Jika kita mampu melaksanakan pembangunan kelautan sebagai platform pembangunan ekonomi bangsa, mudah-mudahan paling lambat tahun 2020, Indonesia menjadi negara-bangsa yang maju, adil-makmur, bermartabat, dan diridhoi Allah SWT. Sebuah Indonesia yang seluruh rakyatnya dapat bekerja secara produktif dengan penghasilan minimal dapat memenuhi lima kebutuhan dasarnya, GNP per kapitanya lebih besar dari US$ 8000, neraca perdagangannya positif. Seluruh rakyatnya bebas dari kelaparan, kebodohan, penyakit jasmani maupun rohani, dan rasa takut; sehingga kita hidup dalam suasana yang aman, damai, dan sejahtera. Sementara, negara-bangsa lain menghormati kita secara wajar.

Pada akhirnya, masa depan pembangunan Indonesia berbasis sumberdaya kelautan akan berpulang pada sejauh mana keputusan politik pemerintah dan rakyat Indonesia mendukung paradigma tersebut. Dukungan ini diwujudkan dalam kebijakan seperti RUU Kelautan, perencanan yang komprehensif dan terintegrasi, untuk secara penuh (all out) terus mengawal dan mendorong pembangunan kelautan melalui seluruh instrumen kebijakan dan aparatur pemerintah serta keterlibatan aktif rakyat dalam setiap program pembangunan kelautan.


DAFTAR PUSTAKA

Bateman, S., and Dick Sherwood. 1995. Australia’s Maritime Bridge into Asia. Australia: Royal Australian Navy. 222p.

Brown, R.L. 2003. Plan B: Rescuing a Planet under Stress and a Civilization in Trouble. New York: Earth Policy Institute. 285p.

Dahuri, R. 2003. Keanekaragaman Hayati Laut: Aset Pembangunan Berkelanjutan Indonesia. Jakarta: PT Gramedia Pustaka Utama. 412p.

Dahuri, R. 2003. Paradigma Baru Pembangunan Indonesia Berbasis Kelautan. Bogor: Institut Pertanian Bogor. 233p.

Djamil, A. S. 2004. Alquran dan Kelautan. Jakarta: Arasy Mizan. 549p.

FAO. 2012. The State of World Fisheries and Aquaculture. Rome: FAO Information Division.

Field, G, J., G. Hempel and C. P. Summerhayes. 2002. Oceans 2020: Science, trends, and the Challenge of Sustainability. Washington: Island Press. 365p.

McKinsey Global Institute. 2012. The archipelago economy: Unleashing Indonesia’s potential. 106p.

Ministry of Maritime Affairs and Fisheries Republic of Korea. 2002. Vision for Marine Policy of Korea: Blue Revolution for the 21st Century.

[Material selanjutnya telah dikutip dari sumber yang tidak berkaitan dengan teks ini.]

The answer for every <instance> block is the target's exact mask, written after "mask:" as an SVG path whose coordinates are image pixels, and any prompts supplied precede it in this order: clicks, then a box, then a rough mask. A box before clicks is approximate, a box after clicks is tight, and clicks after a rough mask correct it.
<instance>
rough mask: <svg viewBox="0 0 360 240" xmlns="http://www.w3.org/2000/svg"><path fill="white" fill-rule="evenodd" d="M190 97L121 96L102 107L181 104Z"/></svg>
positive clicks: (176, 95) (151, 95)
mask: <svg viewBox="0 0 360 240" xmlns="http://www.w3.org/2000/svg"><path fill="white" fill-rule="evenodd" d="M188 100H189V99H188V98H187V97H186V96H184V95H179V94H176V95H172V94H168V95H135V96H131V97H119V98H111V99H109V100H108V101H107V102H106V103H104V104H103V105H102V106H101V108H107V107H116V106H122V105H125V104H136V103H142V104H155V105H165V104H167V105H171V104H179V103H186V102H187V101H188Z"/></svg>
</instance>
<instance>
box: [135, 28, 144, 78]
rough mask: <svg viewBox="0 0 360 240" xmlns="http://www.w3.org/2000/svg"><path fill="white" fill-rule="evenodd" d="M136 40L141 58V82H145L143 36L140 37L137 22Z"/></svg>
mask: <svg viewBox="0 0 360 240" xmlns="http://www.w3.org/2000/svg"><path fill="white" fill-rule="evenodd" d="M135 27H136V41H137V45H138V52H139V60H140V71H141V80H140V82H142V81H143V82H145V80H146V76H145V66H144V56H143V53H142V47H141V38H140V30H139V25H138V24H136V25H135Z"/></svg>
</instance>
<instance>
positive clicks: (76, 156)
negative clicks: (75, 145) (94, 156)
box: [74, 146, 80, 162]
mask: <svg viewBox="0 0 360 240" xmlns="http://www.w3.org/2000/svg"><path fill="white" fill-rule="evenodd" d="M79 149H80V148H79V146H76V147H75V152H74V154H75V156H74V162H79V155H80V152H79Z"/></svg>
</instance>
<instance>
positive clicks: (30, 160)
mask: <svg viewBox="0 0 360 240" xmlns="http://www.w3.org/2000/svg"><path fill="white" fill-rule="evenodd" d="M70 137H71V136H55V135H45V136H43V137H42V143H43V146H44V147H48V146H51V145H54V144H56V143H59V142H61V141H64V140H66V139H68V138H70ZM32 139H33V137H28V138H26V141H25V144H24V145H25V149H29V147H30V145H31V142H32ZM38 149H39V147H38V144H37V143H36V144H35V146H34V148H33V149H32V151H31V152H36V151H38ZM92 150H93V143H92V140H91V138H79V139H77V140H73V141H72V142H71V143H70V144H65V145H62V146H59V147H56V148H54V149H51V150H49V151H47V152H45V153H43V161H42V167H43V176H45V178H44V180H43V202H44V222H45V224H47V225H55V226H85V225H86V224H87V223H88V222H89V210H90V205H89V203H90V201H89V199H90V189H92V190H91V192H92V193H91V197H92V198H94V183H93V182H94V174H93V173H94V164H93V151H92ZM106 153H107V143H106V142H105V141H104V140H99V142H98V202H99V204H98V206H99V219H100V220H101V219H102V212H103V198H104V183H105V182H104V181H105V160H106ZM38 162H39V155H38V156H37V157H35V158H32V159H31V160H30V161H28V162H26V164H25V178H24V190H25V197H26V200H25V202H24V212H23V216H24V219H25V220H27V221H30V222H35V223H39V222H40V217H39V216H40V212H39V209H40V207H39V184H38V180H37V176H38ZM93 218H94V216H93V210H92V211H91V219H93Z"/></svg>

Seoul: International Cooperation Office. 59p.

Till, G. 2004. Seapower: A Guide for the Twenty-First Century. Frank Cass Publisher. London. 430p.

United Nations Development Programme (UNDP), 2011. Human Development Report 2011 Sustainability and Equity A Better Future for All. New York, USA. 185 p.

W, Abdurrahman dan H. Kariawan. 2004. Membangun Ekonomi Kelautan: Tinjauan Sejarah dan Perspektif Ekonomi. Jakarta: Teplok Press. 128p.